Abstracts

Implementation of Etiology-Based Treatment Protocol and Early Epilepsy Monitoring Unit Follow-Up for Patients with Infantile Spasms Syndrome Improves Quality of Care and Clinical Outcomes

Abstract number : 2.103
Submission category : 15. Practice Resources
Year : 2025
Submission ID : 909
Source : www.aesnet.org
Presentation date : 12/7/2025 12:00:00 AM
Published date :

Authors :
Presenting Author: Sonam Bhalla, MD – Emory University/ Children's Healthcare of Atlanta

Lauren Grychowski, Undergraduate student – Emory University/ Children's Healthcare of Atlanta
Tim Shrey, BS – Children’s Healthcare of Atlanta
Gwen Carr, MSN – Children’s Healthcare of Atlanta
Allyson Navia, MSN – Children’s Healthcare of Atlanta
David Wolf, MD – Emory University/ Children's Healthcare of Atlanta

Rationale:

Infantile spasms syndrome (ISS) is a severe early-onset epileptic encephalopathy that can cause long-term epilepsy and neurodevelopmental impairment. A prior study at our institution (study cohort from 2015-2019) found that only 46% of infants treated with adrenocorticotropic hormone (ACTH) and 54% with vigabatrin (VGB) responded to treatment. Follow up for these patients was often variable and inconsistent. We executed a quality improvement project to improve care and clinical outcomes of patients with ISS by implementing a standardized treatment protocol which was guided by etiology beginning January 1, 2022. This project also aimed to streamline clinical management by reducing time from treatment initiation to the first electro-clinical follow-up with a video electroencephalogram (EEG) and an epileptologist.

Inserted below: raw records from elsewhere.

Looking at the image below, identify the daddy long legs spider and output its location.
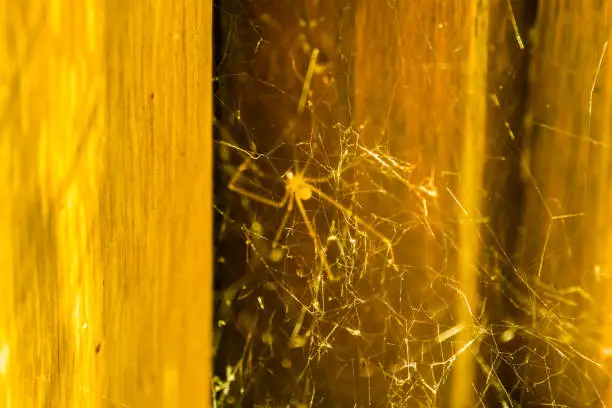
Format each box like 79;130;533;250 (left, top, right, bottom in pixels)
228;156;397;280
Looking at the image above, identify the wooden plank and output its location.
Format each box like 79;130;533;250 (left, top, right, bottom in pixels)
0;0;212;407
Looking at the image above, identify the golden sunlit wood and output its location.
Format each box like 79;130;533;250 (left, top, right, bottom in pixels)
0;0;212;407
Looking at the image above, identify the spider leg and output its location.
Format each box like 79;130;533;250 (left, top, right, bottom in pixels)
272;194;294;249
227;157;289;208
295;197;340;281
309;185;397;270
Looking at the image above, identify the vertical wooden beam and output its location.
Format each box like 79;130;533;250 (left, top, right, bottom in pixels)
0;0;212;407
451;0;490;407
520;1;611;406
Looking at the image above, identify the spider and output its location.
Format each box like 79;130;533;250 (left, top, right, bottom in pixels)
228;156;396;281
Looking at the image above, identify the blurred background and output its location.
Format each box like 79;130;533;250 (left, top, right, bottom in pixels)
0;0;612;408
213;0;612;407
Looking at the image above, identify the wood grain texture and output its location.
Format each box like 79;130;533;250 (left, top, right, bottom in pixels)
0;0;212;407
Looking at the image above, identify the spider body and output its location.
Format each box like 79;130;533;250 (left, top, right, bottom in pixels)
285;171;312;201
228;157;396;280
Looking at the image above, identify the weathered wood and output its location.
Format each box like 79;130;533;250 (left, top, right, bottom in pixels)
0;0;212;407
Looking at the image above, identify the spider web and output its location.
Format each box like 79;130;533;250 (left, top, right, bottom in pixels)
213;0;604;408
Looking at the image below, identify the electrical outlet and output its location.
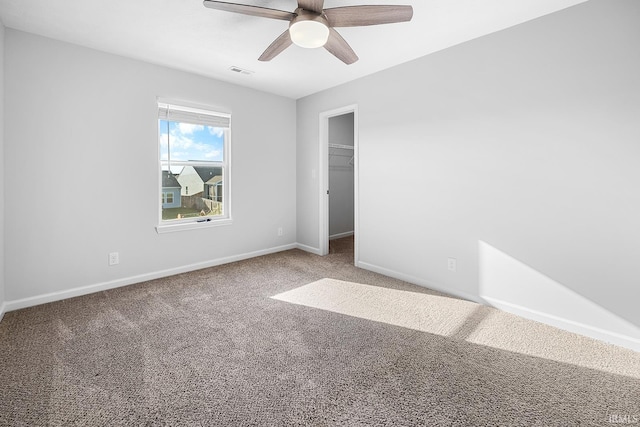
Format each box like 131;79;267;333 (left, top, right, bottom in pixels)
109;252;120;265
447;258;458;273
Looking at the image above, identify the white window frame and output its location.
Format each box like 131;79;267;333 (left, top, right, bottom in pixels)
156;98;233;234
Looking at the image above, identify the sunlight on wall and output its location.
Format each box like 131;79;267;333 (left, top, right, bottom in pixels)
478;241;640;351
271;279;640;378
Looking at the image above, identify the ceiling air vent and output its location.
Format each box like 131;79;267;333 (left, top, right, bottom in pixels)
229;65;253;76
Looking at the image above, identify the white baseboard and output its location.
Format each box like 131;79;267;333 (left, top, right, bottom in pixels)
482;297;640;352
2;243;297;313
329;231;353;240
296;243;321;255
356;261;482;304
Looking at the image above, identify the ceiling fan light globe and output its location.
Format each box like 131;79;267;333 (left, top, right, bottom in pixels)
289;20;329;49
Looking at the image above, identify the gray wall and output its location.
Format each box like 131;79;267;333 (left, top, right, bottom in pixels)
328;113;354;238
0;22;6;320
4;29;296;309
297;0;640;349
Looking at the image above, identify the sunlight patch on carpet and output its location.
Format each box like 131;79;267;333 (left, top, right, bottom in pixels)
271;279;478;336
271;279;640;378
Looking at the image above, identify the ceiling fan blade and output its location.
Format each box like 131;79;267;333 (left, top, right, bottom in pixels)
324;28;358;65
258;29;293;61
298;0;324;13
203;0;296;21
324;5;413;27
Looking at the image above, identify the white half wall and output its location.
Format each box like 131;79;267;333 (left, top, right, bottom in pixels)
297;0;640;347
4;29;296;306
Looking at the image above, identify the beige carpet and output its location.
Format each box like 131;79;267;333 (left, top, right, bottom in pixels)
0;237;640;426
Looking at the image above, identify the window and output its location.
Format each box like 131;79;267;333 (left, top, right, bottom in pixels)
158;101;231;232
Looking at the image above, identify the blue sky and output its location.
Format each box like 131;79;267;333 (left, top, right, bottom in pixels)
158;120;224;164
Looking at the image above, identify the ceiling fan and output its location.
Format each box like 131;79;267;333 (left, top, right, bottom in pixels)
204;0;413;64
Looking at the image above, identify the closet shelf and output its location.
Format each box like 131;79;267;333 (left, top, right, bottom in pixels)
329;143;353;150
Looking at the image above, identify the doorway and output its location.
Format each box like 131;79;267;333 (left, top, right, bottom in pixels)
319;105;358;265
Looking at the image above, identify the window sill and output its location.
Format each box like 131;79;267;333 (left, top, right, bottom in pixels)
156;218;233;234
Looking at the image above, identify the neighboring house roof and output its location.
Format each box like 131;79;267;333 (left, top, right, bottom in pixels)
206;175;222;185
162;171;182;188
193;166;222;182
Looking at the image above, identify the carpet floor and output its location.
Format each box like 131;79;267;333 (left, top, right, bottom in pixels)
0;238;640;427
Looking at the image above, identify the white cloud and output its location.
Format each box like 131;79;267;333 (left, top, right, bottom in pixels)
178;122;204;135
209;126;224;138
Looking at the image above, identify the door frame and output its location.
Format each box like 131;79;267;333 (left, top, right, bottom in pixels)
318;104;360;265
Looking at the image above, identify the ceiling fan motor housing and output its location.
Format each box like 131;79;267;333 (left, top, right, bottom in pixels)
289;7;329;48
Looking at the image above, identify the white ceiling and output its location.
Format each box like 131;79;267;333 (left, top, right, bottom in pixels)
0;0;586;99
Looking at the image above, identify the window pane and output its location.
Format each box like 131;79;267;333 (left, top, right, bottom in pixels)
158;120;225;164
161;166;225;221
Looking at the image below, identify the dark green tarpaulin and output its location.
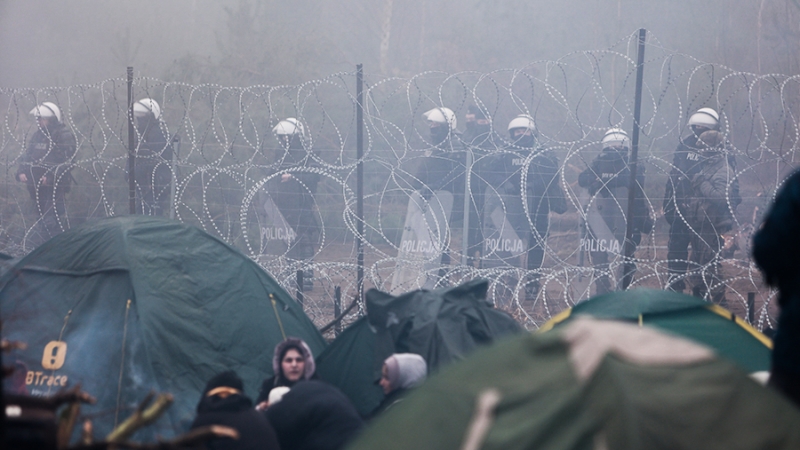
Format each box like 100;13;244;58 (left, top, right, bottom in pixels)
317;280;524;414
0;216;325;436
540;289;772;372
348;325;800;450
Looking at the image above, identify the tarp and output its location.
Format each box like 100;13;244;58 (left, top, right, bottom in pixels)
0;216;325;436
317;280;523;414
539;289;772;373
348;318;800;450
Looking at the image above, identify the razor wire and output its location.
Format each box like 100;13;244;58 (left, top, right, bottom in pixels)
0;31;800;329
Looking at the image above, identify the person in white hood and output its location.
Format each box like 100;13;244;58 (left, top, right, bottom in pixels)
370;353;428;418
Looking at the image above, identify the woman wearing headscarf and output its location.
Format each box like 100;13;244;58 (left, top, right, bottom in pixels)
256;337;318;409
370;353;428;418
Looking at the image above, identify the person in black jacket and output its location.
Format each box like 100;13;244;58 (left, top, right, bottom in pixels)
753;172;800;407
688;130;742;306
664;108;719;292
578;128;653;295
192;370;280;450
133;98;173;216
16;102;76;245
265;380;364;450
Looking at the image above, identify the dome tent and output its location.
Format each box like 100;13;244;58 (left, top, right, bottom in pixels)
539;288;772;373
317;279;524;415
0;216;325;436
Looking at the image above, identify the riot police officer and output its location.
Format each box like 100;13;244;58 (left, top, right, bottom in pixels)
664;108;719;292
133;98;173;216
687;130;742;306
267;117;320;290
578;128;653;295
16;102;77;245
461;105;496;266
479;114;567;297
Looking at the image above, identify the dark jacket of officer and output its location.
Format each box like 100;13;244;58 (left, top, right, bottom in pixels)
663;133;701;224
686;149;742;234
479;148;567;234
578;147;653;239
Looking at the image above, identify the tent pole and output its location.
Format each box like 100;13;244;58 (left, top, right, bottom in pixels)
356;64;364;309
128;66;136;214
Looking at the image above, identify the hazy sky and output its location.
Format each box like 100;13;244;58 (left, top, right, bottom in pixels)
0;0;800;87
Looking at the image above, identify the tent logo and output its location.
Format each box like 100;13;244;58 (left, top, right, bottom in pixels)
42;341;67;370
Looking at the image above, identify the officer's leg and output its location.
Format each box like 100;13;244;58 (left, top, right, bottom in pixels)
589;251;612;295
667;217;694;292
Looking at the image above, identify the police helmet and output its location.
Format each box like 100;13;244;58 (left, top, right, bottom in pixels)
508;114;536;135
133;98;161;119
688;108;719;130
272;117;305;137
29;102;61;122
422;106;456;130
600;128;631;150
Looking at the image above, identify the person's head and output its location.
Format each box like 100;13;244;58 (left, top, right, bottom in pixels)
203;370;244;396
30;102;61;129
753;171;800;304
133;98;161;124
422;107;456;145
687;108;719;136
697;130;725;153
508;114;536;148
600;128;631;152
272;337;316;385
267;386;290;406
272;117;305;149
379;353;428;394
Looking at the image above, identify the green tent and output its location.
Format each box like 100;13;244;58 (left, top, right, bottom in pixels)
0;216;325;436
317;279;523;414
348;318;800;450
539;289;772;373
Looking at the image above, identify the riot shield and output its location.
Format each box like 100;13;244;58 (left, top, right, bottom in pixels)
481;185;528;268
256;190;297;256
390;191;453;295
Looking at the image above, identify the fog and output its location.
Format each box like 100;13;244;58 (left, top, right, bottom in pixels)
0;0;800;88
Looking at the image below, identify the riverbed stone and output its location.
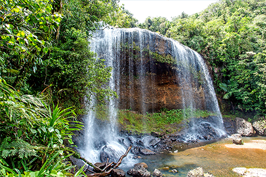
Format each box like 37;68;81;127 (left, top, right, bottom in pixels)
127;165;151;177
152;169;163;177
139;148;156;155
111;169;126;177
134;162;148;169
253;120;266;136
187;167;204;177
236;117;255;136
204;172;214;177
233;138;244;145
233;167;266;177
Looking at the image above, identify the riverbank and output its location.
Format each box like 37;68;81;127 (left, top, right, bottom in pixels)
138;137;266;177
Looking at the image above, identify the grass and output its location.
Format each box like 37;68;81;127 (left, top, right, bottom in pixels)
93;106;215;133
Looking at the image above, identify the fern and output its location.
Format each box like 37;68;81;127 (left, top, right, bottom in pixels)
0;137;37;159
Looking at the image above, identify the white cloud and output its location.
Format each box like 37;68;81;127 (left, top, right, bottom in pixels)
120;0;218;23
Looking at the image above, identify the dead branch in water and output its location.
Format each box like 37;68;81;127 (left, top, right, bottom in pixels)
86;146;132;177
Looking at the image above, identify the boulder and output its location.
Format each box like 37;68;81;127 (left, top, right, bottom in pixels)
230;134;242;139
204;172;214;177
253;120;266;136
169;169;178;173
187;167;204;177
111;169;126;177
134;162;148;169
152;169;163;177
233;167;266;177
233;138;244;145
94;162;106;172
69;156;89;171
139;148;155;155
236;117;255;136
100;145;120;162
127;162;151;177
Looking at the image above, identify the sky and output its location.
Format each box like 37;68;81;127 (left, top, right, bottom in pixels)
119;0;219;23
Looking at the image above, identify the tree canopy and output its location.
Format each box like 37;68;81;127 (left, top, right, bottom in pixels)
139;0;266;114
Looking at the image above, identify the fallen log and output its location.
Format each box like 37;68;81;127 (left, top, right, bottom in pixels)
86;146;132;177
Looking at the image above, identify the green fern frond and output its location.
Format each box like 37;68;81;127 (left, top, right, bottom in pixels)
0;138;37;159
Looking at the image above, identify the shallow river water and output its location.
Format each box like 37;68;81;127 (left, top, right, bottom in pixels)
133;137;266;177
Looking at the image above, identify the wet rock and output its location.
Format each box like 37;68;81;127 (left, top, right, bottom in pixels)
151;132;163;137
253;120;266;136
127;163;151;177
134;162;148;169
139;148;155;155
236;117;255;136
94;162;106;172
69;156;89;171
162;167;170;170
100;146;119;162
111;169;126;177
204;172;214;177
152;169;163;177
230;133;242;139
233;138;244;145
127;136;136;144
187;167;204;177
149;138;161;147
169;169;178;173
233;167;266;177
130;146;140;155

Methods: We conducted a retrospective chart review to evaluate treatment and follow-up of ISS at our center. A systematic PDSA (Plan-Do-Study-Act) cycle was implemented. Interventions included creating an evidence-based ISS management protocol based on etiology for spasms (Fig 1). We also aimed at scheduling the first follow-up EEG and clinic visit in an epileptologist after 2 weeks of treatment initiation. Traditional outpatient routine EEG and clinic visits were often delayed, and so intervention was modified to implement follow up in epilepsy monitoring unit (EMU) at 2 weeks. Outcomes were assessed at the first follow-up visit (2-3 weeks post-treatment initiation) and categorized as resolved (no clinical spasm and normal EEG), improved (partial response with resolution of clinical spasms but abnormal EEG) and unresolved (continued clinical spasms and no significant change in EEG).

Results:

Since protocol implementation, we achieved 100% adherence for using standardized medications at standardized dosing. From January 1, 2022, to September 1, 2022, baseline average time from admission to follow-up visit was 25.2 days (n=27). Despite our diligent coordination of care interventions, our outpatient follow-up EEG and clinic visits post-treatment were tracked at an average of 24 days from October 1, 2022, to August 1, 2023 (n=18). After shifting to follow-up in the EMU starting September 2023, this time decreased by 29.8% to 17.7 days (n=37). This declined further to 15.1 days among patients seen since May 2024, marking a 40.1% reduction from baseline (n=20). Additionally, between January 2022 and December 2024, 78.4% of infants responded to first-line treatment: 62.5% achieved resolution and 15.9% showed improvement (n=88) (Fig 2).



Conclusions:

Timely electro-clinical follow-up is essential for infantile spasms. The implementation of our standardized, etiology-driven protocol—paired with EMU-based follow-up has significantly shortened the time to follow-up and improved treatment responsiveness and standardizing care at our center. Early EMU follow-up, supported by health insurers, enables extended EEG monitoring for better detection of subtle spasms, facilitates timely treatment adjustments, and accelerates surgical evaluation for medically refractory cases, ultimately resulting in improved outcomes for this time-sensitive epileptic syndrome.